Bill Ackman is a smart, successful and experienced investor. So are David Poppe, Robert Goldfarb, Glenn Greenberg and Jeffrey Ubben. While known as value investors, they differ meaningfully in style, focus, industry and expertise, leading to different portfolios. Periodically there will be overlap, but these are not the kind of investors who look over their shoulder for guidance. There is no "keeping up with the (Dow) Joneses" problem in this group.
The nature of probability allows for the odds-on favorite to sometimes finish last, or the 100 to 1 long shot to win the race. While it is rare for a group like this to be both heavily invested and wrong on the same situation, rare doesn't mean never. That is how these five iconoclastic investors found themselves together in a mess called Valeant Pharmaceuticals.
The best, the brightest, the most successful investors all have blind spots. There are things that they miss — it's inevitable. And the same is true of those of us who look out at a situation like Valeant and try to draw lessons from it — try to explain what it means.
Most commentary portrays Valeant as an outlier: an extreme case of predatory pricing, excess leverage, creative, perhaps even fraudulent, accounting and who-knows-what-else. Led by heartless, unprincipled and amoral executives who discovered an opportunity they could exploit for very large profits, they were ultimately done in by their own greed.

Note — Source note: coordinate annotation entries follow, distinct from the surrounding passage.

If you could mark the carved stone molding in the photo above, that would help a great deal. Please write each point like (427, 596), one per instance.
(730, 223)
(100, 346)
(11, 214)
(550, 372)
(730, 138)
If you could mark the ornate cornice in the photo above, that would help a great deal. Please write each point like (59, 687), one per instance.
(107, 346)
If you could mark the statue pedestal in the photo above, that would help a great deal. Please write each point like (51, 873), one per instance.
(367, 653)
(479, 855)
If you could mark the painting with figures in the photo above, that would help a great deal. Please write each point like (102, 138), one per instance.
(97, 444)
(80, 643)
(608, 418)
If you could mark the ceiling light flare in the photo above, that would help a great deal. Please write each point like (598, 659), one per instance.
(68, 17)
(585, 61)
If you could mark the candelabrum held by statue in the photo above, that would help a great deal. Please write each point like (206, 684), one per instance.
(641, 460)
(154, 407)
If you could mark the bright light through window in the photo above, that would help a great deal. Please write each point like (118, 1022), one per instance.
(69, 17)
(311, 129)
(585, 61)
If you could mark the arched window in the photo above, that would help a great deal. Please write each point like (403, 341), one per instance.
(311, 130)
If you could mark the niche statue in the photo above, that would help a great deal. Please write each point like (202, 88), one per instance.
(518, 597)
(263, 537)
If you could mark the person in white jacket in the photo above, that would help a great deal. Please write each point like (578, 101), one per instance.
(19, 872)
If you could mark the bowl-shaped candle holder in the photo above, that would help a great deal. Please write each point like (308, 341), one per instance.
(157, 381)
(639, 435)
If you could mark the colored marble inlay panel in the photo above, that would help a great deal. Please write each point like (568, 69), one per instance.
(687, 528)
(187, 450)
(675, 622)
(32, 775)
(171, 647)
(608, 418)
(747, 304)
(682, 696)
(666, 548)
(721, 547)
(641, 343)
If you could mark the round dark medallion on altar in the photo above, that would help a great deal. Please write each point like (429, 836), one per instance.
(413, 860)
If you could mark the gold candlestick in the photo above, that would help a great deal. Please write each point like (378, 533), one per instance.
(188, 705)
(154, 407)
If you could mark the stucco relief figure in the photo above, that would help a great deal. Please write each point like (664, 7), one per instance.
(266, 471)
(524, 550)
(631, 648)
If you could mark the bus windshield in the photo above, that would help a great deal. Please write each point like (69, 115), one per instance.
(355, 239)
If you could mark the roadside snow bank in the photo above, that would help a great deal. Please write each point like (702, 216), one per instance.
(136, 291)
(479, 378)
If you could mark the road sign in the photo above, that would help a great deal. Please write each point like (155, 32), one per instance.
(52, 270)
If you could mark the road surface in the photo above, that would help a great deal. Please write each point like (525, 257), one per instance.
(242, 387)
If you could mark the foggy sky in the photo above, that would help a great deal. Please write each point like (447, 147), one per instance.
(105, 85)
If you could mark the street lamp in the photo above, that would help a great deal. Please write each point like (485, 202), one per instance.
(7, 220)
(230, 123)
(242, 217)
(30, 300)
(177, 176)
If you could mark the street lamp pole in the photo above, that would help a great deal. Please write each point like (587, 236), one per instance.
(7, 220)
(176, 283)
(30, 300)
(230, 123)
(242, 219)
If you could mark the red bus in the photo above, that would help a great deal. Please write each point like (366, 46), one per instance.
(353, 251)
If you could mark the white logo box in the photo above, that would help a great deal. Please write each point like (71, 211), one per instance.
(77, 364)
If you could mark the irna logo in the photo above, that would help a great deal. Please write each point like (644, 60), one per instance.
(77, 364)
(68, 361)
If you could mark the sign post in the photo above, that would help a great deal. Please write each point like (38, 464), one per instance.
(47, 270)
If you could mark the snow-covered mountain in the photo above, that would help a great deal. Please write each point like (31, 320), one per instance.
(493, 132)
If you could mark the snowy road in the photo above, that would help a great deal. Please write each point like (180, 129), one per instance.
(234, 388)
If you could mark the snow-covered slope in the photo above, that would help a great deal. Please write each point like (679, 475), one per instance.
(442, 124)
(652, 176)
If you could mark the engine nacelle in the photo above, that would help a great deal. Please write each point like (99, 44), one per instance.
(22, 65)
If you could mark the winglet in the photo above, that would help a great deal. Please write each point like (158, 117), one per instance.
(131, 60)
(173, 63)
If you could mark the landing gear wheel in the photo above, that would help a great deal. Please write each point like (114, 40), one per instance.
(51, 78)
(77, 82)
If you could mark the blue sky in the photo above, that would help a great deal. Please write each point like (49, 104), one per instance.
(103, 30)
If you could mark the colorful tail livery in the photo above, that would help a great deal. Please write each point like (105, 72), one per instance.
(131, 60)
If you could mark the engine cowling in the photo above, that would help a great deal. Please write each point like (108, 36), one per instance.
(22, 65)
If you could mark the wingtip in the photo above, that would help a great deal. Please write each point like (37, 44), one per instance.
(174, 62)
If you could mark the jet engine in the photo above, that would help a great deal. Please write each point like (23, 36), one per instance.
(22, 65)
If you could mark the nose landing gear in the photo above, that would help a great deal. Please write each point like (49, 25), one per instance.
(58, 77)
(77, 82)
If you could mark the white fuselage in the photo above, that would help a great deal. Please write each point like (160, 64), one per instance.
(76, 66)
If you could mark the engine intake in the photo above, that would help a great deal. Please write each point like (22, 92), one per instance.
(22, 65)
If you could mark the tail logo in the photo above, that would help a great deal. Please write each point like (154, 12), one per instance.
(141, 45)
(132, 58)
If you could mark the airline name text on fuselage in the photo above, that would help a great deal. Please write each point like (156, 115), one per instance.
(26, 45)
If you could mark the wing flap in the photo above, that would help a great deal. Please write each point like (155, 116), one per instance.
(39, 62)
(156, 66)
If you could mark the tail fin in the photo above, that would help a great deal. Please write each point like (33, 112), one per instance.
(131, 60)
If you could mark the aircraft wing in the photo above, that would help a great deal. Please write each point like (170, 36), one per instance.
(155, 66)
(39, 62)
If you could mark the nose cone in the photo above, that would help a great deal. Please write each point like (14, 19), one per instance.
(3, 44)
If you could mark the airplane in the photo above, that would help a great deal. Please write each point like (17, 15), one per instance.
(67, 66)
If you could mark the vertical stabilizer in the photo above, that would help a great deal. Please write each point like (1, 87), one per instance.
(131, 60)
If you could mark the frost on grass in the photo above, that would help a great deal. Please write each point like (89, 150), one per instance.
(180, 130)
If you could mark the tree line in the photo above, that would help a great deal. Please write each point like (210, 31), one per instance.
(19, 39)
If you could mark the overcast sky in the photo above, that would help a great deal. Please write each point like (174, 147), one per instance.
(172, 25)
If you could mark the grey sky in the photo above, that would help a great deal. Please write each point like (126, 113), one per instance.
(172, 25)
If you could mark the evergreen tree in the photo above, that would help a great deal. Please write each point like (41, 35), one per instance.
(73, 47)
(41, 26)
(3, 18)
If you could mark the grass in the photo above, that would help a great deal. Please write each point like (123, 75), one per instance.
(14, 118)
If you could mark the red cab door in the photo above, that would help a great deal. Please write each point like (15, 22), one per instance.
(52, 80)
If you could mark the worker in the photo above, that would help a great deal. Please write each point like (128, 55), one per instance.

On the other hand, if we consider the nature of what passes for normal business practices in the health care world, Valeant might be just the tip of the iceberg: one of many health care companies that appear to be more concerned with their profits than their customers' well-being.
Ideal vs. Real
In the best of all possible worlds, a medical company's R&D identifies a potential new drug (or device). An independent entity designs and run double-blind trials to ensure that the drug or device is safe and more effective than existing alternatives. Every aspect of the process has the transparency needed to foster good science: the very science without which the health care industry could not exist.
So it is not a little ironic to find the health care industry knowingly placing obstacles directly in the path of scientific progress — holding back meaningful advancements that otherwise would be advancing both science and our well-being.

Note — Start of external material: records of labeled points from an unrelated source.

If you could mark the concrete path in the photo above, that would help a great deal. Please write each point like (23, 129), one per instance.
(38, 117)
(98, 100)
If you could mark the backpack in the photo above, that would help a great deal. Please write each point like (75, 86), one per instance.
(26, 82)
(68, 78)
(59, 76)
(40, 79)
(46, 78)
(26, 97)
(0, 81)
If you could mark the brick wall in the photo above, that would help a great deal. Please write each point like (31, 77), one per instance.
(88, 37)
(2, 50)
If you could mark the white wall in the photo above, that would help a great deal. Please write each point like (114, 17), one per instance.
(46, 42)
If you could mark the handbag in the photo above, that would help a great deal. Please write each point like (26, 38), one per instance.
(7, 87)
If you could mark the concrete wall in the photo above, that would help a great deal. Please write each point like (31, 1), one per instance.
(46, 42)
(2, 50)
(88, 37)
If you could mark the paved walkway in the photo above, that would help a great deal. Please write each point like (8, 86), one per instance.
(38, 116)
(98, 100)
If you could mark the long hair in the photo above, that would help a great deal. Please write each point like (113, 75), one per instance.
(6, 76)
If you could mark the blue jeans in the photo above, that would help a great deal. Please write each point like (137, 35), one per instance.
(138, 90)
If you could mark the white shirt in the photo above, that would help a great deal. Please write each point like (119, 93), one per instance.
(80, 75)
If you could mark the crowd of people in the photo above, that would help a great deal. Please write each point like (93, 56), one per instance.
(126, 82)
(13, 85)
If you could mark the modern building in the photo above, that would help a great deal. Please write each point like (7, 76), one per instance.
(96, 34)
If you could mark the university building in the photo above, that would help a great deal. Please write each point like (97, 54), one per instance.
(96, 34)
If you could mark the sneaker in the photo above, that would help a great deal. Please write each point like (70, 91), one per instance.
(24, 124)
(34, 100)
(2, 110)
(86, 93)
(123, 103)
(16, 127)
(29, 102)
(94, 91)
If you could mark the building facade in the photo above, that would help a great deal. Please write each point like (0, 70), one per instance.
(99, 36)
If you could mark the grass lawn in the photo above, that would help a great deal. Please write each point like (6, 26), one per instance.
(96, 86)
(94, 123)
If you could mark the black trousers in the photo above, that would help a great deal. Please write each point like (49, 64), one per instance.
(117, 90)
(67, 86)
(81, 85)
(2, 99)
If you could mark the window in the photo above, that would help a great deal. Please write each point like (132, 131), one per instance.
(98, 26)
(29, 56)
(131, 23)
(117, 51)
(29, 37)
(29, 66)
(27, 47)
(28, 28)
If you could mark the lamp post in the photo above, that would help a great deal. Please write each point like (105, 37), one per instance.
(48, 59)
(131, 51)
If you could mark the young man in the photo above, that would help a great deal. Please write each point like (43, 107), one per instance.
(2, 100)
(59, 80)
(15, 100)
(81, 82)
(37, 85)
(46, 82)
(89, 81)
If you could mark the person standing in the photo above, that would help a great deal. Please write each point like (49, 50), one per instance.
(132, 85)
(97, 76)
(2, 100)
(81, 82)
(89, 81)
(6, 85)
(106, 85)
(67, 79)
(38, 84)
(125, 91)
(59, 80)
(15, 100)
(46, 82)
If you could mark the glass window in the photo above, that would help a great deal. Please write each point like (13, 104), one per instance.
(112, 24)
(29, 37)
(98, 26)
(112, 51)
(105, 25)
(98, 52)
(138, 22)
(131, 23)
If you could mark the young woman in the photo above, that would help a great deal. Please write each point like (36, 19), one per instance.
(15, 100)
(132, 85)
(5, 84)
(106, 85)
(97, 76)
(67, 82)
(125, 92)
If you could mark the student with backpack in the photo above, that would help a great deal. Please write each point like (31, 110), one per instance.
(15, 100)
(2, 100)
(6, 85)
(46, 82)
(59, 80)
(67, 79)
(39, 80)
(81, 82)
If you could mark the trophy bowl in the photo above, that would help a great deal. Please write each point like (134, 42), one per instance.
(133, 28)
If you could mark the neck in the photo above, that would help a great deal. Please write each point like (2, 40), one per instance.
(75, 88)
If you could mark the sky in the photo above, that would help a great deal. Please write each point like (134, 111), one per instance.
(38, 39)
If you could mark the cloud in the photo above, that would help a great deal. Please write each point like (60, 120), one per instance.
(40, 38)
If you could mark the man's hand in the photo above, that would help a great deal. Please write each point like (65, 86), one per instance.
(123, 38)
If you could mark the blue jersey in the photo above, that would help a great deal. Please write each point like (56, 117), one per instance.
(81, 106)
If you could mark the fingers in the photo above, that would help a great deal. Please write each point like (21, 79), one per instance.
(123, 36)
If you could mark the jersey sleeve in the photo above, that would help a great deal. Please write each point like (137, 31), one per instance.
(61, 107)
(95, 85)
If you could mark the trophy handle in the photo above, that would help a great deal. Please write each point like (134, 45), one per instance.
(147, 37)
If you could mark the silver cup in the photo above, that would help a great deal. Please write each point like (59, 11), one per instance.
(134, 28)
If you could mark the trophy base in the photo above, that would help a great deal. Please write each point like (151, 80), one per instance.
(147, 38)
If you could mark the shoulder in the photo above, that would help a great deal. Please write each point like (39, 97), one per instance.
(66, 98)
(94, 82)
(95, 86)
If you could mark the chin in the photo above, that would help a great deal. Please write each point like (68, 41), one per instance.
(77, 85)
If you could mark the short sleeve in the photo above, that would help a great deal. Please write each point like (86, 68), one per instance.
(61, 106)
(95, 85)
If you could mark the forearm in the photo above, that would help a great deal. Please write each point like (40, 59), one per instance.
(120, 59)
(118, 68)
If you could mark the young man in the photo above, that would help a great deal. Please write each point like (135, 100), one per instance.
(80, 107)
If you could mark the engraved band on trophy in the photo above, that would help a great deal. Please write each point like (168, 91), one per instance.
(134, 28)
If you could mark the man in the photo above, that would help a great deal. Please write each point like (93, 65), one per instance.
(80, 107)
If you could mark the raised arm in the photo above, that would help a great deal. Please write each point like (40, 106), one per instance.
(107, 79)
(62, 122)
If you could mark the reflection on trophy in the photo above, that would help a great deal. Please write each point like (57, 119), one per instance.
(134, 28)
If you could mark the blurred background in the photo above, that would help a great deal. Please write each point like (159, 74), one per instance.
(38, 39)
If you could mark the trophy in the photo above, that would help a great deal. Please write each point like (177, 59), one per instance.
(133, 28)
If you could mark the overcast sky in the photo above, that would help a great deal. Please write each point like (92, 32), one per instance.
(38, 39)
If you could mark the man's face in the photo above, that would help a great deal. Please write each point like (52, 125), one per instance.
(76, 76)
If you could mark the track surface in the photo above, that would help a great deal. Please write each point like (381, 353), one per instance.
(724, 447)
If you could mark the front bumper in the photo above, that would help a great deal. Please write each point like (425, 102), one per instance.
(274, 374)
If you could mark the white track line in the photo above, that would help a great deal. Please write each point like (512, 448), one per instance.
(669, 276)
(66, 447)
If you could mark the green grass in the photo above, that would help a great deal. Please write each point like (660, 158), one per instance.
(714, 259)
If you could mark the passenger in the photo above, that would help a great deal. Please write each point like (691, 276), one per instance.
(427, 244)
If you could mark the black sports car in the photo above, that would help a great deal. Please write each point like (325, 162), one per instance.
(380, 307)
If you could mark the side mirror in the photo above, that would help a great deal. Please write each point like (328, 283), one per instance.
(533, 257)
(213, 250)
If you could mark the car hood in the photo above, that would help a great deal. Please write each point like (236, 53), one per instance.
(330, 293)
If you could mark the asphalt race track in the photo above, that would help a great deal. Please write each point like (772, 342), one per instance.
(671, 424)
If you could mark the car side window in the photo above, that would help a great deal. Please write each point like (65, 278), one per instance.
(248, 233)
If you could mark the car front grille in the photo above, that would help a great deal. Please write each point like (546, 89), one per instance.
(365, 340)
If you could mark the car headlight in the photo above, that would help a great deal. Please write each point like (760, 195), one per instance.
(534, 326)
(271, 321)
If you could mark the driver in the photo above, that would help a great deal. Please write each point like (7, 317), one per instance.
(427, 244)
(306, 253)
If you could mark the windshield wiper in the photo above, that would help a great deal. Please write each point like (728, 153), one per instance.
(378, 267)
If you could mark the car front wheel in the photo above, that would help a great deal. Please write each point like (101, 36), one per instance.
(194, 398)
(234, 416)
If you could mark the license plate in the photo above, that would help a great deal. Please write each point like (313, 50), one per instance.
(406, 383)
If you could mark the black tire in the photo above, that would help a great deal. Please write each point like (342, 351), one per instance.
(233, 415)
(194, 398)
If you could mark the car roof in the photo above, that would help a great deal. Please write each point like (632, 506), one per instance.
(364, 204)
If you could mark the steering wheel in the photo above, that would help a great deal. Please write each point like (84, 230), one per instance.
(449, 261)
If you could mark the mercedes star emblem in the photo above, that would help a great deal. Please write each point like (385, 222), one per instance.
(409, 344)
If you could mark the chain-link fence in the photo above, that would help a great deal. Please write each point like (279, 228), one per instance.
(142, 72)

Conflicts of interest between businesses and their customers are built into the landscape of commerce: businesses seek profits, and customers seek value. The free market system allows the tension of that interaction to create its own solution, and companies that succeed typically strike the best balance between those competing needs.

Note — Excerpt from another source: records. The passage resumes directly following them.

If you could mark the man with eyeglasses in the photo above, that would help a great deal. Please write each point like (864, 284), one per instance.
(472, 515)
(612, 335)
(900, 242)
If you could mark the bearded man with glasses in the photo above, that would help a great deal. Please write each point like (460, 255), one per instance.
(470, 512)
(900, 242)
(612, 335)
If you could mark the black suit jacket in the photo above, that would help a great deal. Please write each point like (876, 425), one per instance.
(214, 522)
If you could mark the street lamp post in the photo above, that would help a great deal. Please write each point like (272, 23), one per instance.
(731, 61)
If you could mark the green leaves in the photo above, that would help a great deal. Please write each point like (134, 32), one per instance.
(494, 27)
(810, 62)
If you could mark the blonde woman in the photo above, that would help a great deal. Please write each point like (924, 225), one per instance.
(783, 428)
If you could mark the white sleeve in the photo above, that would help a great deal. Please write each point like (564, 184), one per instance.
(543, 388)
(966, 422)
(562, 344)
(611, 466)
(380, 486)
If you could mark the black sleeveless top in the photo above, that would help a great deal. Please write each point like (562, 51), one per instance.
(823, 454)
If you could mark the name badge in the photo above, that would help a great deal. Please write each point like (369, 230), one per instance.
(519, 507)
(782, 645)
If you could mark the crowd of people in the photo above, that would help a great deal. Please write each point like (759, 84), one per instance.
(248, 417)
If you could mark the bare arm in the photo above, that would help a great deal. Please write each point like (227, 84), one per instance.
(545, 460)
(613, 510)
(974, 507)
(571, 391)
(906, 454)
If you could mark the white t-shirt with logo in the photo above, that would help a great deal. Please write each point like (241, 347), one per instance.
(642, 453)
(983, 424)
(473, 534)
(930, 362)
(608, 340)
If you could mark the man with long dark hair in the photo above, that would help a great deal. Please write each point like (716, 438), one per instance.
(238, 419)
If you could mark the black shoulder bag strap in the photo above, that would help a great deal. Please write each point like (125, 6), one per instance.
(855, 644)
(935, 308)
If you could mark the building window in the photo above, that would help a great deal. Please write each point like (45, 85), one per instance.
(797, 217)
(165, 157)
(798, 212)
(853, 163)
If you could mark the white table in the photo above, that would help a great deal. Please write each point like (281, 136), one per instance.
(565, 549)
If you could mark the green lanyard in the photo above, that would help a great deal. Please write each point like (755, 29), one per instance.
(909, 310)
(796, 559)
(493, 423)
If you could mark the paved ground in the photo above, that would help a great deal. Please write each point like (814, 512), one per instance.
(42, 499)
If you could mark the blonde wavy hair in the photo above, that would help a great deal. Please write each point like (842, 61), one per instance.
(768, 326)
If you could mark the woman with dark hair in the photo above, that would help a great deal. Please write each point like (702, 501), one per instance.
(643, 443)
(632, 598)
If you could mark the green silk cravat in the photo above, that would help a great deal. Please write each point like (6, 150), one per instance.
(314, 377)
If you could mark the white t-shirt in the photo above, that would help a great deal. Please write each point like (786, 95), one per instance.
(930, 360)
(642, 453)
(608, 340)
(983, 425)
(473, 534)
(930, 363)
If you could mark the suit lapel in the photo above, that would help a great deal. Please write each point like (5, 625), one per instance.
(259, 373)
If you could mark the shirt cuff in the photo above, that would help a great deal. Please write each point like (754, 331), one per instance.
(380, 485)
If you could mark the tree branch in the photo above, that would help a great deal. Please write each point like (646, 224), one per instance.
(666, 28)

As successful and robust as it is, the free market system has a long history of being periodically manipulated to the benefit of one side or the other. More importantly, not every commercial interaction is perfectly suited to a free market environment.
Six years ago I had a routine hernia repaired at the outpatient surgery center of a large hospital here in Los Angeles. After multiple requests, I finally received an itemized bill. What stood out among the many charges was the cost for a 250 ml bag of saline solution: $766.00.